A headshot of Dr. Lorienne JenstadBorn of a discussion between Language Sciences members about their own experiences communicating with healthcare providers, the Health Outcomes and Language (HOLa) project is led by Lorienne Jenstad, an Associate Professor at the School of Audiology and Speech Sciences (SASS), and is investigating the research question 'How is communication between health care provider and patient/ caregiver linked to health outcomes?' through a scoping review.

Despite an initial analysis focusing on patients who are communicatively vulnerable, such as people with intellectual disabilities, hearing loss, and language minorities, it's still a broad question, says Jenstad; since the project's inception in 2017, the team has screened almost 10,000 articles. But it's an important one, she says. "We're talking about health outcomes here. As the project continues, our team members have had health scares or surgeries. It's a good reminder we're all in the system."

And, given that interactions with health providers by their nature can be moments of vulnerability, any one of us could fall within the focus group at some time, says team member and SASS Associate Professor Paola Colozzo.

"If we layer that on top of the other ways people can be vulnerable from a communication perspective, this makes it all the more important to understand these interactions better and support patients to understand, give consent, participate to the best of their ability."

The group aims to draw a map of the existing literature across all disciplines, and thus find where gaps might exist, in either primary research, or the literature reviews of research areas. This will include what research into communication techniques between provider and patient exists, and the gaps, and what research into health outcomes exists, and the gaps, Jenstad says. Although unwieldy, a broad question across disciplines is important to avoid duplication of effort. "We'll be able to come to a better picture if we look across groups, patient types, etc. We could come to universal good practices."

The team has published its first poster, examining how healthcare providers can tailor their communication in order to improve health outcomes in patients with intellectual disability, and found just seven reviews in this area, Jenstad says.

"One thing to give back to the literature is a reminder that 'best communication practices' may not be the best for some vulnerable populations, so [that] needs to be considered in best practices or protocols."

A headshot of Dr. Caroline Rieger Once complete, the team plan to present their findings to stakeholders, such as patient groups, including gaps and themes identified across the literature, and priorities for next steps. These findings could change the standards in studies, and make them more comparable, helping to identify these universal practices, says HOLa member and Central, Eastern, and Northern European Studies Associate Professor Caroline Rieger. "We are not changing the world with our project directly, but indirectly, an umbrella study like this one can actually set things in motion."
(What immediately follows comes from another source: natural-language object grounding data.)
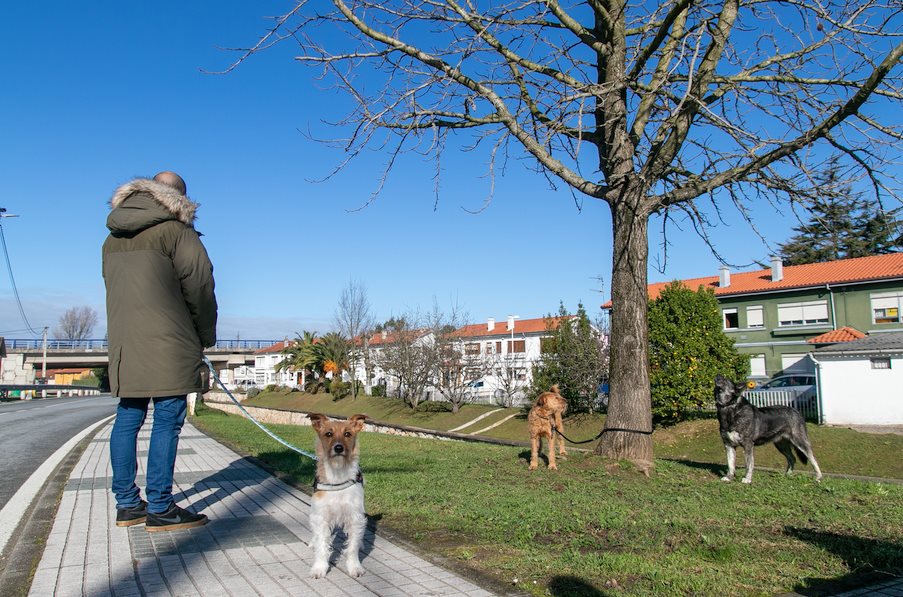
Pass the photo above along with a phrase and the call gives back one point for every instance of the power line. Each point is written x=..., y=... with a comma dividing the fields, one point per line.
x=9, y=268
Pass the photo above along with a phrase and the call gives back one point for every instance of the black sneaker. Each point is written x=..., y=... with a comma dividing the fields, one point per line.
x=126, y=517
x=173, y=519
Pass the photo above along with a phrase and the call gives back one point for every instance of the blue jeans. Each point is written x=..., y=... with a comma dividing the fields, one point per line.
x=169, y=416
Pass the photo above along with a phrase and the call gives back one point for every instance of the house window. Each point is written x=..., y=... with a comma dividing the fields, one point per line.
x=886, y=307
x=517, y=346
x=810, y=313
x=755, y=317
x=731, y=319
x=757, y=366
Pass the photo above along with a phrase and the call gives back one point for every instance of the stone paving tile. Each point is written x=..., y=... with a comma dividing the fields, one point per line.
x=255, y=544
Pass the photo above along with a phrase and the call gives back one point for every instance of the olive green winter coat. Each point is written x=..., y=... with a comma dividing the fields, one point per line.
x=161, y=307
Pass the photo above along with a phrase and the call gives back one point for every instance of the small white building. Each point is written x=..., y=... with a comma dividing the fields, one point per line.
x=265, y=361
x=861, y=382
x=505, y=353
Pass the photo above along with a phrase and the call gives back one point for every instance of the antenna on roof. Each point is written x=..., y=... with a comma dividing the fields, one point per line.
x=601, y=280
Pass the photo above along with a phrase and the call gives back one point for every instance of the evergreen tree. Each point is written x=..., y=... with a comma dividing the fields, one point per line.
x=575, y=358
x=687, y=348
x=842, y=225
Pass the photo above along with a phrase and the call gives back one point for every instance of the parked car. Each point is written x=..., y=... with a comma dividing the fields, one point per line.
x=801, y=385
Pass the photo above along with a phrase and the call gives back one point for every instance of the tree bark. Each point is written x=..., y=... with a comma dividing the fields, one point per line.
x=629, y=406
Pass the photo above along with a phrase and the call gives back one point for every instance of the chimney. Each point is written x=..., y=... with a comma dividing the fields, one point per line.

This is interdisciplinary work, and so requires an interdisciplinary team, says Rieger. Indeed, the 20 team members are from different faculties, and outside academia (there are several patient advisors, two of whom are very involved in the project); based in Quebec, B.C., and Ontario; and the research considered is cross-disciplinary, including from dentistry, audiology, mental health, primary care, and others. The group is also multilingual, with articles in German, French, English, and Italian included in screening.
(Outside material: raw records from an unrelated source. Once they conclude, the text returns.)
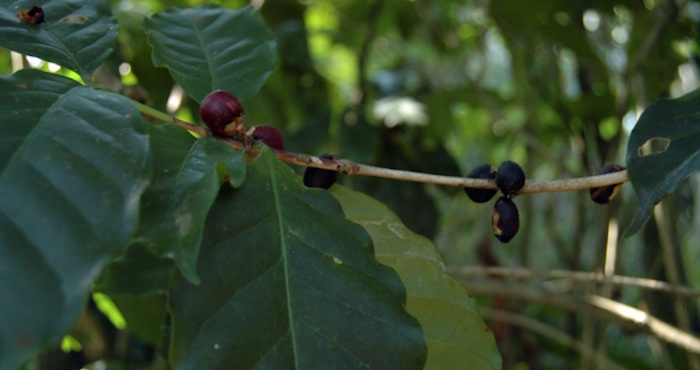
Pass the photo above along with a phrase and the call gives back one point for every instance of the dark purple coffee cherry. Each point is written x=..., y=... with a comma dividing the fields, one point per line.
x=485, y=171
x=269, y=135
x=505, y=219
x=510, y=178
x=605, y=194
x=318, y=177
x=221, y=112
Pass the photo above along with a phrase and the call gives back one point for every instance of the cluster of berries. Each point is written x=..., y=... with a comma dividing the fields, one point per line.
x=510, y=178
x=223, y=113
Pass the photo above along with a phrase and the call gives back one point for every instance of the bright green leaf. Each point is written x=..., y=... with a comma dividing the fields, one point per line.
x=210, y=47
x=287, y=282
x=187, y=176
x=74, y=162
x=456, y=335
x=663, y=150
x=78, y=35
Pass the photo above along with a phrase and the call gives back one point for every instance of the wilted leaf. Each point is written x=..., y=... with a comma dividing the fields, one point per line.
x=187, y=176
x=287, y=282
x=74, y=163
x=78, y=35
x=663, y=150
x=210, y=47
x=456, y=335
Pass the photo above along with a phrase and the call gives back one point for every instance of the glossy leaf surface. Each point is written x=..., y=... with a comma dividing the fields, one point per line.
x=210, y=47
x=456, y=335
x=74, y=162
x=663, y=150
x=187, y=176
x=288, y=282
x=78, y=35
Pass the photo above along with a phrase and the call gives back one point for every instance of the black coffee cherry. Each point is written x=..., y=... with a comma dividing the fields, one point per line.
x=605, y=194
x=485, y=171
x=505, y=219
x=318, y=177
x=221, y=112
x=510, y=178
x=269, y=135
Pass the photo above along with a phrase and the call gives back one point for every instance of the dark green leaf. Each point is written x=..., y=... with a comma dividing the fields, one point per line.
x=187, y=176
x=663, y=150
x=74, y=163
x=210, y=47
x=455, y=332
x=288, y=282
x=137, y=272
x=78, y=35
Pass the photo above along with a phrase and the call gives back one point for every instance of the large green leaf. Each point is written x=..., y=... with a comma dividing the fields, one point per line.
x=74, y=163
x=456, y=335
x=210, y=47
x=187, y=176
x=663, y=150
x=78, y=34
x=287, y=282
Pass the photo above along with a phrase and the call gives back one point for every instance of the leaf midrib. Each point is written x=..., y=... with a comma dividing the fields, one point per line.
x=284, y=248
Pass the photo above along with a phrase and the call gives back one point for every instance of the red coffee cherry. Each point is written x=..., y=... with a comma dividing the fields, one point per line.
x=221, y=112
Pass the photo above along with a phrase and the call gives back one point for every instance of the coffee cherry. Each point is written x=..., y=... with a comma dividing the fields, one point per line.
x=505, y=219
x=318, y=177
x=269, y=135
x=221, y=112
x=510, y=178
x=605, y=194
x=485, y=171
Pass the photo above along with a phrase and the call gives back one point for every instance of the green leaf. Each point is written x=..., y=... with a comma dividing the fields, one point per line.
x=210, y=47
x=78, y=35
x=288, y=282
x=663, y=150
x=187, y=176
x=137, y=272
x=74, y=162
x=456, y=335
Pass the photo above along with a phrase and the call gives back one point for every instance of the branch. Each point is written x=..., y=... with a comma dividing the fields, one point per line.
x=628, y=317
x=545, y=330
x=594, y=277
x=531, y=186
x=351, y=168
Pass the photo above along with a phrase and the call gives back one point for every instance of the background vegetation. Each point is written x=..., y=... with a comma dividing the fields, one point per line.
x=443, y=86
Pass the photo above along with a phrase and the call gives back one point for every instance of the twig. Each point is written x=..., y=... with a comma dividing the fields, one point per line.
x=594, y=277
x=352, y=168
x=626, y=316
x=531, y=186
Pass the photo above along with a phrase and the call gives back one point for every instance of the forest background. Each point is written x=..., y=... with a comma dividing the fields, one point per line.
x=442, y=87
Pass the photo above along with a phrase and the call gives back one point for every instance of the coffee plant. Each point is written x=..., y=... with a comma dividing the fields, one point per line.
x=203, y=240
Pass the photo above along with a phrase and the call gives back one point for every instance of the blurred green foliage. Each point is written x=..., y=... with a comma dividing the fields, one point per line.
x=443, y=86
"You learn from each other. The project benefits from different perspectives."

A headshot of Dr. Paola Colozzo

One of the group's strengths is its knowledge of language and communication, Colozzo says, the latter of which is often underspecified in reviews. This strength provides an opportunity for the team to highlight to researchers the need to talk about basic communication and how it is defined, measured and reported, Jenstad says - what does a 'counselling session' with a pharmacist actually entail, for example?

The project and people have shaped Jenstad's research, she says. "It can be hard, because we talk to others with different perspectives, but that's where growth happens."

And as for Rieger? "Never in a million years would I have passed up this opportunity to be a part of this group."